It's not a good time to be a blogger. Not if you're doing this as your profession and using your pieces to put food on the table and keep a roof over your head. Even worse if you're the sole (or only) "breadwinner" in the household.
Blogging, as a business, is still relatively new, in that there are no set parameters that carry across industries within the medium. Since anybody and everybody can start a website these days (and so many just do), it becomes increasingly more difficult to weed out the legitimate businesses from the "fan" or otherwise amateur sites. New sites start up every day, making promises they often can't keep even if their intentions are good. They ask for content for a byline and exposure, saying they are "thisclose" to signing a great deal that would make you as a writer "very happy" if you worked there. Hence, you should take a chance and work there.
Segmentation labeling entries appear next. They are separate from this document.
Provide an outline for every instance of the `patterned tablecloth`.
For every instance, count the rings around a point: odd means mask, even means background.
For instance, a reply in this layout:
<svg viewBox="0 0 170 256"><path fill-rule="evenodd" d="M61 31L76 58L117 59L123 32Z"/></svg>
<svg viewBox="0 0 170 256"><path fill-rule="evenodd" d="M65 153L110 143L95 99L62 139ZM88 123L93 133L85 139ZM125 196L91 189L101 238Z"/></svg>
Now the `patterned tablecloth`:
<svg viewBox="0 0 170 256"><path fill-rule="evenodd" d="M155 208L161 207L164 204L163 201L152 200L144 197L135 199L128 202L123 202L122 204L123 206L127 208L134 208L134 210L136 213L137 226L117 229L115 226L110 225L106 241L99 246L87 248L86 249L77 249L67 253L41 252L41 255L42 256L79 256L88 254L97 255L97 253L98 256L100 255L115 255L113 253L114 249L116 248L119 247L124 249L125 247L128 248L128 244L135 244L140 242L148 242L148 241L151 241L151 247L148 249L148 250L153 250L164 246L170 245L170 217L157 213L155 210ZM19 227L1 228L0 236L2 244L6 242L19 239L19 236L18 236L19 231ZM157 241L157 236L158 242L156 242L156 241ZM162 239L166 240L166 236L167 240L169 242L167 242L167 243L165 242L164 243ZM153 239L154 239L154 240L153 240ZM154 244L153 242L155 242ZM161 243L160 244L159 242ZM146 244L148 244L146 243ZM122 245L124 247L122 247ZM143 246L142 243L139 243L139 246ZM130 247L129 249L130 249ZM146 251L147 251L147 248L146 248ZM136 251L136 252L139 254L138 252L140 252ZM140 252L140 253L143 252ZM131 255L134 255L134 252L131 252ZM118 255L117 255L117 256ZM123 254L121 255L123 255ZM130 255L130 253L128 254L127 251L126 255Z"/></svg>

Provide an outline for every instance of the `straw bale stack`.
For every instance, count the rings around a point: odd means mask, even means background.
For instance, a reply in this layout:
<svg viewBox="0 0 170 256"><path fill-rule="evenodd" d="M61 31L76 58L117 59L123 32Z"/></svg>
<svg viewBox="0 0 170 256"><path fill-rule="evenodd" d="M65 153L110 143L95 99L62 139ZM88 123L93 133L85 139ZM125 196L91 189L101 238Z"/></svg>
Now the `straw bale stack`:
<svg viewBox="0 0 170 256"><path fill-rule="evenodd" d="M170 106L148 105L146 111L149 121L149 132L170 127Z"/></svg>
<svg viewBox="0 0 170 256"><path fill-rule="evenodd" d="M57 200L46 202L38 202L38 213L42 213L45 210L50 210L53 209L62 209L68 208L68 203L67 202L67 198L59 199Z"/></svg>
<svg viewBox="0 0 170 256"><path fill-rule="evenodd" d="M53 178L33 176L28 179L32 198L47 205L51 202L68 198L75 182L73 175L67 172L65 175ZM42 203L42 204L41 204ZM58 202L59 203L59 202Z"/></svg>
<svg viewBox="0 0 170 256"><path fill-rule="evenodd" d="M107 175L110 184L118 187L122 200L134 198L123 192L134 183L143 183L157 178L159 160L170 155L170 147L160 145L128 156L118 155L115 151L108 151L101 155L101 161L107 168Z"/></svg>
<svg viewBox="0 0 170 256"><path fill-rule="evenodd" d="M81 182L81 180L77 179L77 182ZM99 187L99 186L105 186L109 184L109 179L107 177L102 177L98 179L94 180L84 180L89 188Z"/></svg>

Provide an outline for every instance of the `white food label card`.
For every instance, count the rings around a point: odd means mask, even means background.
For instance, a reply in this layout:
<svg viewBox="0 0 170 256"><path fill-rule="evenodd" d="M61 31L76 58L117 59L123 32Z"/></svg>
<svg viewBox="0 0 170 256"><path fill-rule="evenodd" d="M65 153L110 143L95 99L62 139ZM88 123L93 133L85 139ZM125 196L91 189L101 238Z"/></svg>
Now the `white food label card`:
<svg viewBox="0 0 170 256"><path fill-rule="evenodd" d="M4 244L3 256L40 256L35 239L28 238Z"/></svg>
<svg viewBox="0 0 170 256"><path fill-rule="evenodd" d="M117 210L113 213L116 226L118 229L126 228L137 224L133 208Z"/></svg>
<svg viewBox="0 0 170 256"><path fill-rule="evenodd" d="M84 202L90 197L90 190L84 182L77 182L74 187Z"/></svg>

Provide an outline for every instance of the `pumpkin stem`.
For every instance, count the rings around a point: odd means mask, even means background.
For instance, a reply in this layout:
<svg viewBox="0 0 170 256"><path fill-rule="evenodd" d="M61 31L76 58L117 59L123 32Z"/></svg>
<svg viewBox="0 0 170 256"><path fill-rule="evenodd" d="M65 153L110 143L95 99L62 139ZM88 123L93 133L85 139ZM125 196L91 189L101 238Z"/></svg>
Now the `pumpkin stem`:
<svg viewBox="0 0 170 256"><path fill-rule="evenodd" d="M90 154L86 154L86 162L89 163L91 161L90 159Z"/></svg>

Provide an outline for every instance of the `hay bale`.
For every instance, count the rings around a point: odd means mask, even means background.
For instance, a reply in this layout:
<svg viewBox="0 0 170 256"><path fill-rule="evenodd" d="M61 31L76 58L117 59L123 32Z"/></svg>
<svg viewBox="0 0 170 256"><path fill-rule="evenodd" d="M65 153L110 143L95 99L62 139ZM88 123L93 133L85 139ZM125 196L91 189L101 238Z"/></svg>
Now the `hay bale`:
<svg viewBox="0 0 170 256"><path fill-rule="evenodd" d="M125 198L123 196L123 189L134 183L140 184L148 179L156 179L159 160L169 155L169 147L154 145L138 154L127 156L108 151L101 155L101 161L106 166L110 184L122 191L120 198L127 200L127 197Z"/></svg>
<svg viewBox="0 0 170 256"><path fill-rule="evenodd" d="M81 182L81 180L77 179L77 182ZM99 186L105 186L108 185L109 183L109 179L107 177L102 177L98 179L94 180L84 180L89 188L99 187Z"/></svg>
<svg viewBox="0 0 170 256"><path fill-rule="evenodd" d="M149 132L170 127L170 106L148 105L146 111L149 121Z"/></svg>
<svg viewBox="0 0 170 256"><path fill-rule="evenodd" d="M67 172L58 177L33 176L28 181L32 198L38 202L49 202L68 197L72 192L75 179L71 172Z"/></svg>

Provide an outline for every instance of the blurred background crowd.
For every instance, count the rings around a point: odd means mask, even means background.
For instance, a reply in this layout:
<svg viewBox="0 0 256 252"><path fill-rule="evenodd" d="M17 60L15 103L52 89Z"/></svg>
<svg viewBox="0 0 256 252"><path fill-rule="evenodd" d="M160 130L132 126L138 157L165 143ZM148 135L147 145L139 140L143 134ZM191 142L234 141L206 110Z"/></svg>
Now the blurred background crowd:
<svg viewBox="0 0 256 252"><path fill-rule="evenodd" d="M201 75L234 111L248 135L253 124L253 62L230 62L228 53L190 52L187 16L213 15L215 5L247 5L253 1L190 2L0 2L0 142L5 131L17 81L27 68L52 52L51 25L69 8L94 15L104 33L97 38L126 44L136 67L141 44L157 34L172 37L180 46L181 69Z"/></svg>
Even the better known blogs are struggling these days. Advertising money only brings in so much, and the more traffic directed to a site, the larger the costs associated with running the site, leaving any profits trickling-- rather than streaming-- down to those creating the content that is becoming so popular. They take on more interns or replace hard-working freelancers with younger writers just out of college who not only can and will work cheaper but are ready, willing, and able to be completely molded to what the site thinks is the next trend in voice or style.
Or worse, they completely change terms of a contract, creating a complicated (and admittedly seemingly bogus) metric system as a way of paying for your article performance rather than the simple pay-per-click from which you had finally figured out how to best capitalize. All of a sudden, you are no longer merely a content contributor but you have to be a marketing coordinator-- not just for your own articles but for the site as a whole, as a brand, too-- or you won't see the same paychecks. It's not that it's double the work, but it's that it's a whole different kind of work, and perhaps not what you signed up for in the first place.
Hard to consider them legitimate businesses when they only deal in imaginary currency, though...
I'm not going to say which situation I have found myself in this week. It's probably pretty obvious for those of you who know me outside of this little online world and have heard me talk about my place(s) of recent employment. But I have said this before (and I'll say it again now): I started writing about pop culture because of a deep love and understanding of it and a desire to, for once, allow it to unite me with a group of people rather than set me apart as an odd-ball. I've always been interested in the creativity of it and in the art of writing itself. Crafting a story to highlight what I consider the most interesting, unique, or otherwise important aspects of a show or celebrity and opening a dialogue for like-minded people to share their own opinions and ideas and theories. But in the year I have been pursuing it as a full-time job, being a one-woman show as an independent contractor has forced me to focus on a lot of the bureaucratic business elements to the industry, and just like when I was in production and would run up against political or financial walls, I am finding that here, too, it is sucking the fun and love out of it.
Clearly it doesn't pay well, and when the love is stripped away, too, what's left?